Find Us On Social Media :

Seputar G30S/PKI: Kisah Sukitman, yang Lolos dari Lubang Buaya (1)

By K. Tatik Wardayati, Jumat, 30 September 2016 | 14:30 WIB

Seputar G30S/PKI: Kisah Sukitman, yang Lolos dari Lubang Buaya (1)

Intisari-Online.com – Peristiwa kekejaman G30S/PKI meninggalkan coretan hitam dalam sejarah bangsa Indonesia. Seorang saksi sejarah peristiwa itu mengungkapkan pengalamnnya kepada wartawan Intisari LR Supriyapto Yahya dan Anglingsari Saptono, ketika ia hampir ikut menjadi korban.
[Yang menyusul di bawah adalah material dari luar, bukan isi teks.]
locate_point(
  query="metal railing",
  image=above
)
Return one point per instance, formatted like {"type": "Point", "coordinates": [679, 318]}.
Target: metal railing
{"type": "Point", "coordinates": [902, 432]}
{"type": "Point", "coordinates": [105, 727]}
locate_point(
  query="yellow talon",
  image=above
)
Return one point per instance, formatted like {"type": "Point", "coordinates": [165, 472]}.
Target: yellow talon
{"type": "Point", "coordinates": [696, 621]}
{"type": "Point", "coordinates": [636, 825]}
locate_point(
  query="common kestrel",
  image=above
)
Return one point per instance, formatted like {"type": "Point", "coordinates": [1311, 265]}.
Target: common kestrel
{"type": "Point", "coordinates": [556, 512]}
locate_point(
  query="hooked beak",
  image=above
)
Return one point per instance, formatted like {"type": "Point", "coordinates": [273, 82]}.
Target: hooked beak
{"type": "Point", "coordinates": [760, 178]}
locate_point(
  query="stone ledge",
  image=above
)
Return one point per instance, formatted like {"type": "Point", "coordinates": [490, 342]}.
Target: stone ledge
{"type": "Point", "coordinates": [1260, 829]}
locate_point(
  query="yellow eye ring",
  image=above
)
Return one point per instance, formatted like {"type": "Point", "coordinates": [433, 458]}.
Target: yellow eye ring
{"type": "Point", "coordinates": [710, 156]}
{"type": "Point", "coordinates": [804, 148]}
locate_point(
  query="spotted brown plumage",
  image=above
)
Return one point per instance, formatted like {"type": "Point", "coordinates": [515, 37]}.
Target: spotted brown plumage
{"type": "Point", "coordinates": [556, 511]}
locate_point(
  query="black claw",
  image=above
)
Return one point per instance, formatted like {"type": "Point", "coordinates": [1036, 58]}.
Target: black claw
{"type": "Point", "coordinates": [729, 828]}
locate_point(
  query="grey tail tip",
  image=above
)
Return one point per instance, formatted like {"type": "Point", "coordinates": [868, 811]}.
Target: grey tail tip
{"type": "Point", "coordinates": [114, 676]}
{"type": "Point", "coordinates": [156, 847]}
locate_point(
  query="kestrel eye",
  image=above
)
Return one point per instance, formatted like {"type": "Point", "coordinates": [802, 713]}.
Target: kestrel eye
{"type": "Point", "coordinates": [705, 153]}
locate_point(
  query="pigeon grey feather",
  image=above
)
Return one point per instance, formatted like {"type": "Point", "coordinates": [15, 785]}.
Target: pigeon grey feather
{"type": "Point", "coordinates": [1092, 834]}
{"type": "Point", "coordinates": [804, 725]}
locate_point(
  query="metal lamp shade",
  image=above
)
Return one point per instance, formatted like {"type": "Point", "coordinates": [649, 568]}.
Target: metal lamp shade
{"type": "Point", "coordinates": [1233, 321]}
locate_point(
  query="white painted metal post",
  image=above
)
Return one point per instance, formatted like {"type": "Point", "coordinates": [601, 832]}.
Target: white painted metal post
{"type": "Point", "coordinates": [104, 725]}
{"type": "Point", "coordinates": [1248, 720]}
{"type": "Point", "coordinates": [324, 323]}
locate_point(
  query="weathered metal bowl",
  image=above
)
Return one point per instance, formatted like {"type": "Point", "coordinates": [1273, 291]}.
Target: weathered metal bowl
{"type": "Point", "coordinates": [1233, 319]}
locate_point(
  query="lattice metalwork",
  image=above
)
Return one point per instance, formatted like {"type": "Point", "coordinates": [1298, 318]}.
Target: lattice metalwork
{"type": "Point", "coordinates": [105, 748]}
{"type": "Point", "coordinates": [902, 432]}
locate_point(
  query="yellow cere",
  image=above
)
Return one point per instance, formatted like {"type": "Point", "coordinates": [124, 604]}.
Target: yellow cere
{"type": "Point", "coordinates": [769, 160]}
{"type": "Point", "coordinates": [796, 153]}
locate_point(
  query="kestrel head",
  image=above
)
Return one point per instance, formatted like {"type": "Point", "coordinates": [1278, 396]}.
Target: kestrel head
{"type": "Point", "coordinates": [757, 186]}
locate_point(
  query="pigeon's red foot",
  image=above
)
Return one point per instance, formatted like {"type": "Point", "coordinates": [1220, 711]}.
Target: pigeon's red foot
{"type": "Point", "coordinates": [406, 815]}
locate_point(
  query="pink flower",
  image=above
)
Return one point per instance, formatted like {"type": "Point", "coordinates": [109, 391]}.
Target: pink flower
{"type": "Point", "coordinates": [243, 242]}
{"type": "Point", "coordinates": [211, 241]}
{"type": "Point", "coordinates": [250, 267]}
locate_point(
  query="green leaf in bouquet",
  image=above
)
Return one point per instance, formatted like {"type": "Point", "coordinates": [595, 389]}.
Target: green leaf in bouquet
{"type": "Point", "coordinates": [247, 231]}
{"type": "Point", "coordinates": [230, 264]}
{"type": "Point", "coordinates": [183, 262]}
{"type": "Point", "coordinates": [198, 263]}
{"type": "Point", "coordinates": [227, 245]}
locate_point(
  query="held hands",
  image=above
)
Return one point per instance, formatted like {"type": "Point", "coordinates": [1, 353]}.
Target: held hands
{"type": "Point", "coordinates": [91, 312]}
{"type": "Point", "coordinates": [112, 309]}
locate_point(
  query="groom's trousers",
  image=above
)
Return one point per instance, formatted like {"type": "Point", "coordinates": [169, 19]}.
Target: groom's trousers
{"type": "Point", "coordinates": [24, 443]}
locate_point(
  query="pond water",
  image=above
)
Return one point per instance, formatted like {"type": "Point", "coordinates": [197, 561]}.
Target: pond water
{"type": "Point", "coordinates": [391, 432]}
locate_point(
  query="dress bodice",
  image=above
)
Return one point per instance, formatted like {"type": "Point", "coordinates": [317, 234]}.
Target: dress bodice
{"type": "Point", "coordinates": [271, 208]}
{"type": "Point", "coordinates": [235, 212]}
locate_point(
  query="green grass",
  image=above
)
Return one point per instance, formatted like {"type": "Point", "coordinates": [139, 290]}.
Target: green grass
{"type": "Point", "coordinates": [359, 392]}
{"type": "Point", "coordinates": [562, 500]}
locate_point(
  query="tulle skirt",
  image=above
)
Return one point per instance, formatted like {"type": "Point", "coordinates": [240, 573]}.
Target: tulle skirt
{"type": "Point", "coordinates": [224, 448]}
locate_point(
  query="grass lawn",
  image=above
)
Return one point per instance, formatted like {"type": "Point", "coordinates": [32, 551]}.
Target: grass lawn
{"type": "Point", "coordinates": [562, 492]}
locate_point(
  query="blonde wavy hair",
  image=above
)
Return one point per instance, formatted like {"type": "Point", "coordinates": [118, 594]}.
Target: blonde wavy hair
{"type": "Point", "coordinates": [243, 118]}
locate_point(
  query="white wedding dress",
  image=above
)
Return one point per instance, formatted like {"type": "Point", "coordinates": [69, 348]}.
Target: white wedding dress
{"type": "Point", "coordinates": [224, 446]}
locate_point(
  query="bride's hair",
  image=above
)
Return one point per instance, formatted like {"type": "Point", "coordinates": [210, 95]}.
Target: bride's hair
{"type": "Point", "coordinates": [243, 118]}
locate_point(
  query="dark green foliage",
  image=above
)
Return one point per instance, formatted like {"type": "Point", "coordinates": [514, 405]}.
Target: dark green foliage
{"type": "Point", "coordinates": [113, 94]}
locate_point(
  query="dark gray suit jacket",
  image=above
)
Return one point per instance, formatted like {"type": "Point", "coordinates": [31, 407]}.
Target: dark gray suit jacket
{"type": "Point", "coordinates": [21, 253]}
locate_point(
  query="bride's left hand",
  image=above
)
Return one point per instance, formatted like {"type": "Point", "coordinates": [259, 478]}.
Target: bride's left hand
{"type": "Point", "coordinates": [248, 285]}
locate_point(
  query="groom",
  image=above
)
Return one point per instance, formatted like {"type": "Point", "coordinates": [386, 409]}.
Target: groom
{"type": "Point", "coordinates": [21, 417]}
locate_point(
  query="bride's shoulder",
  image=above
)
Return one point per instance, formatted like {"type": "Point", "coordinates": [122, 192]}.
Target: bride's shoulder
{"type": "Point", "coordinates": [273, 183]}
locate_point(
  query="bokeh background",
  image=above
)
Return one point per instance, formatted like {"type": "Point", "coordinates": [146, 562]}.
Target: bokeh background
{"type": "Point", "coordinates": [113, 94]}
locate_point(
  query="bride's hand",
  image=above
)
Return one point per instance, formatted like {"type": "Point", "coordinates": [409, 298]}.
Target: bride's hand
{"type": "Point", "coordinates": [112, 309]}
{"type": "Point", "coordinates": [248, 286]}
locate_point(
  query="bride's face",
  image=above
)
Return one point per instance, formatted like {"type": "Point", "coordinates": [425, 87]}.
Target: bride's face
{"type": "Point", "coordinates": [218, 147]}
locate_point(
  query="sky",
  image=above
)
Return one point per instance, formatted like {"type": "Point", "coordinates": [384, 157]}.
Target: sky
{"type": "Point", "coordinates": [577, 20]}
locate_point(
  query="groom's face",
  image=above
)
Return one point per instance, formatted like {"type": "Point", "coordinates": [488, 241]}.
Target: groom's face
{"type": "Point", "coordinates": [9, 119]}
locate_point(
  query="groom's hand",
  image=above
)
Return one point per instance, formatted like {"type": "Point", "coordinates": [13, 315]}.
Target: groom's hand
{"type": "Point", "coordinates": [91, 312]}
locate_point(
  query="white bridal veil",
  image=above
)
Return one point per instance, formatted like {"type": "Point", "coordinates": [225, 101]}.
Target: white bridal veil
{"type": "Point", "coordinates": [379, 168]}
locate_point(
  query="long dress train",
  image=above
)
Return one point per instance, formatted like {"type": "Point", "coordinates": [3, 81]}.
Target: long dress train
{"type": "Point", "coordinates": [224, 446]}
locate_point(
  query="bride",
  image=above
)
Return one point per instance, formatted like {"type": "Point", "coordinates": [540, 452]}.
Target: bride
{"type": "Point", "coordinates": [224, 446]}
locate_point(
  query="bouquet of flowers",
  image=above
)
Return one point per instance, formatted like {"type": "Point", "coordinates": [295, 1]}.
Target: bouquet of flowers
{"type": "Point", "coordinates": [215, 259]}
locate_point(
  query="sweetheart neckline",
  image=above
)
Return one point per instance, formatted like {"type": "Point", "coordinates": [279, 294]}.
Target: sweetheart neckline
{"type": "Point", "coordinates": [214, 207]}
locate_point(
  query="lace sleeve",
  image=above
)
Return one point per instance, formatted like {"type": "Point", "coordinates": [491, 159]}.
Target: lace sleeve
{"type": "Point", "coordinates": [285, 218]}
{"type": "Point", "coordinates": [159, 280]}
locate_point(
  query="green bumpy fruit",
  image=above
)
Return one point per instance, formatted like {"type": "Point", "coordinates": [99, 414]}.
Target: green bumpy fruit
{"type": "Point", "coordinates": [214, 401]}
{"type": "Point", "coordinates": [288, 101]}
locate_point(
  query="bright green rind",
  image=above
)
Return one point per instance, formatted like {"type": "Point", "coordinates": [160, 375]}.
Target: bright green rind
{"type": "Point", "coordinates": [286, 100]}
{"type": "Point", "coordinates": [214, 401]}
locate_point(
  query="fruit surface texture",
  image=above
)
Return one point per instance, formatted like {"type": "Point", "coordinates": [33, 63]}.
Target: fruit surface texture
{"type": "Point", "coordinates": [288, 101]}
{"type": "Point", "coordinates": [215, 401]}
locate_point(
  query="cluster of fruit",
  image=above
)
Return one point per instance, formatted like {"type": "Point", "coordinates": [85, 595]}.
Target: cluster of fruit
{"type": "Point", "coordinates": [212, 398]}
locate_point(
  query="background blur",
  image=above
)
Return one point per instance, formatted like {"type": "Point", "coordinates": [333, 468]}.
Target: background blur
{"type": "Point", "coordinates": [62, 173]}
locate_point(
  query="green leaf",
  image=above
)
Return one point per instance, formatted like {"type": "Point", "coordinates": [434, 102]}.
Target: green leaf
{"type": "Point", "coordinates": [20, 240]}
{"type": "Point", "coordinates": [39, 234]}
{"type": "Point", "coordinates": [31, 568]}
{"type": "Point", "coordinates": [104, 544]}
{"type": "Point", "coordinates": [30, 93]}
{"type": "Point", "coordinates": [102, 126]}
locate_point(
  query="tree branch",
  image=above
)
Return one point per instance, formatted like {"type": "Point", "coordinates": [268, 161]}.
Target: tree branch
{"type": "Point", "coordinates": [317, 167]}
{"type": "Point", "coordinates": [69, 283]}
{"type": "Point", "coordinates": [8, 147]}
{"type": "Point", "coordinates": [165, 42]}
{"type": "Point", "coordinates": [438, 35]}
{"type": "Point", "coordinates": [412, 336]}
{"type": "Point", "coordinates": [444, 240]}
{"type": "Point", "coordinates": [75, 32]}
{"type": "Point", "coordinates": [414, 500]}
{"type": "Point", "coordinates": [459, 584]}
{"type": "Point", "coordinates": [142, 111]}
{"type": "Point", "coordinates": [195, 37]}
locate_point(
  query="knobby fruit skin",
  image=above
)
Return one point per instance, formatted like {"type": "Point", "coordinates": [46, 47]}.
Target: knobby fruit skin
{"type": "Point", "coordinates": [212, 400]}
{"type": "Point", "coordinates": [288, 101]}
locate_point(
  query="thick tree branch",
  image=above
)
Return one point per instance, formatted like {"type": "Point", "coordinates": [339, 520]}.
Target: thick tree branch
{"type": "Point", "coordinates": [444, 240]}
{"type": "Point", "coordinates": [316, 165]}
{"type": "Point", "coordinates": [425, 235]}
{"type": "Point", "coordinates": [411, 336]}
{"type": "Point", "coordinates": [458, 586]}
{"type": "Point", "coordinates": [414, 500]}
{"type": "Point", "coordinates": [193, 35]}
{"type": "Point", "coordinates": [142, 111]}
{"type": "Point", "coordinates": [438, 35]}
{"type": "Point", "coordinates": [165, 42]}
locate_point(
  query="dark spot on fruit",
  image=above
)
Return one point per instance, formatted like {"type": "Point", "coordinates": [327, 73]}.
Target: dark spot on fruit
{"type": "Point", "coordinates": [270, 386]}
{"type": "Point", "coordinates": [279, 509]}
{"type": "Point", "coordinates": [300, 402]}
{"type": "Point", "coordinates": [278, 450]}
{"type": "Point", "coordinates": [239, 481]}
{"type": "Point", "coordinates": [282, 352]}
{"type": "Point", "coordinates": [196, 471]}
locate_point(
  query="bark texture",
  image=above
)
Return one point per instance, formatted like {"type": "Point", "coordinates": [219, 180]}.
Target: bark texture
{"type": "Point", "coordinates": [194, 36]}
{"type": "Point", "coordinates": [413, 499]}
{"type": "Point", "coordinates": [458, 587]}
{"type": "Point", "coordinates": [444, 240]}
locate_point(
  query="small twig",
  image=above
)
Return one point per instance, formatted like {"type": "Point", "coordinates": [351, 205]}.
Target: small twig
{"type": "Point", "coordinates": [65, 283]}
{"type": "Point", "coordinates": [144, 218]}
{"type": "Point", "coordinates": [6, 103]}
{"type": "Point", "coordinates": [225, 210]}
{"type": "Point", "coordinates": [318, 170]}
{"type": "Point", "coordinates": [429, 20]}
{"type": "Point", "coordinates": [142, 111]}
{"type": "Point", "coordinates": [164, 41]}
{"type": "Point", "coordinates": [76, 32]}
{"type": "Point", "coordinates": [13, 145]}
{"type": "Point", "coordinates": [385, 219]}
Tulisan ini pernah dimuat di Majalah Intisari edisi September 1992, dengan judul asli Yang Lolos dari Lubang Buaya.

--

Malam baru saja lewat, sementara  matahari pagi pun belum terjaga dari peraduannya, karena waktu itu memang baru pukul 03.00. Tanggal terakhir pada bulan September baru berganti dengan tanggal 1 Oktober 1965. Jakarta dan penduduknya masih terhanyut dalam sepenggal mimpinya.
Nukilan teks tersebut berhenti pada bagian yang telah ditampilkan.